Allí, esperan delante de mí dos chicas más. Nos miramos con complicidad, tratando de desearnos suerte, pero nuestras miradas no consiguen sino transmitir nerviosismo. Ambas visten de una forma similar a la mía. Llevamos la indumentaria correcta para una prueba de tal nivel. Una de ellas tiene una piel delicadamente rosada y un pelo tan rubio que parece canoso. Sus pequeños ojos son azules, y parecen asustados por la situación. La otra chica es el extremo opuesto. Es bastante más baja que la primera, el color de su piel es oscuro, y su pelo es tan rizado que deja inferir un pelo difícil a pesar de llevarlo recogido en un moño. Tiene el cuerpo idóneo para ser una gran bailarina.

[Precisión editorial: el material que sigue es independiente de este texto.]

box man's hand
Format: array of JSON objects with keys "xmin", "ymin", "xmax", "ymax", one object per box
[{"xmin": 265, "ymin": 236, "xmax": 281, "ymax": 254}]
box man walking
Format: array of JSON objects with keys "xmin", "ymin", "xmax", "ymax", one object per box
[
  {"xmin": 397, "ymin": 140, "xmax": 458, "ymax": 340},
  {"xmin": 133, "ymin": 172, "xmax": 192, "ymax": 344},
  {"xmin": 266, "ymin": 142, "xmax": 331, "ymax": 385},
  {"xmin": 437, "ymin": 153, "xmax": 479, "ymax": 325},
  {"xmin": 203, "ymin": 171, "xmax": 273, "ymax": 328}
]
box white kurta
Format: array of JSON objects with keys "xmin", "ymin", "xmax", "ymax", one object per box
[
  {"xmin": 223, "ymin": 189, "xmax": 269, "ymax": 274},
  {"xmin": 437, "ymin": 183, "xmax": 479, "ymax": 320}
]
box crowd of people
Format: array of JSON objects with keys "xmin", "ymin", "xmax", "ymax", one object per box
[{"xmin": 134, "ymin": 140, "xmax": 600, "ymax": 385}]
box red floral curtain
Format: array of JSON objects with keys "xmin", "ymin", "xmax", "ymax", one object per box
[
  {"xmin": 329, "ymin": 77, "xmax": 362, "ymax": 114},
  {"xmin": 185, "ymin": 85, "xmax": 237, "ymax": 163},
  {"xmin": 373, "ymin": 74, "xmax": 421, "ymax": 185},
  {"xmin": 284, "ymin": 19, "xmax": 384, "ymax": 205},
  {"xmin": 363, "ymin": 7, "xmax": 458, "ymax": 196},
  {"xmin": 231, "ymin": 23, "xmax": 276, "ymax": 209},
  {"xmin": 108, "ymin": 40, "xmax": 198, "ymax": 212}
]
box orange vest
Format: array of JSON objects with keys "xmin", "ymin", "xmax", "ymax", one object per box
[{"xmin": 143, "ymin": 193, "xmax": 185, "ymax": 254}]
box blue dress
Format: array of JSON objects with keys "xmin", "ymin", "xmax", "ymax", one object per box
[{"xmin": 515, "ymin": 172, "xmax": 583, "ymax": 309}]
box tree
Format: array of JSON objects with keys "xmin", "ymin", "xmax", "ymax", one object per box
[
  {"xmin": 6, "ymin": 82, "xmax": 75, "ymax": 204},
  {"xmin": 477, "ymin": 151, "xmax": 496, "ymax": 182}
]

Sus piernas están perfectamente moldeadas; su delgadez es, sin llegar a ser extrema, una gran virtud en este mundo del baile, y su figura está completamente equilibrada entre la ausencia de pecho, y la ausencia de curvas.

He de esperar al menos media hora para que llegue mi turno. Cuando oigo mi nombre, siento la sensación de que mi corazón deja de latir por un instante. Dentro de la sala me esperan dispuestos unos junto a otros frente a una larga mesa cuatro profesionales del baile, un profesional del solfeo y un médico. Todos con un único objetivo: examinarme.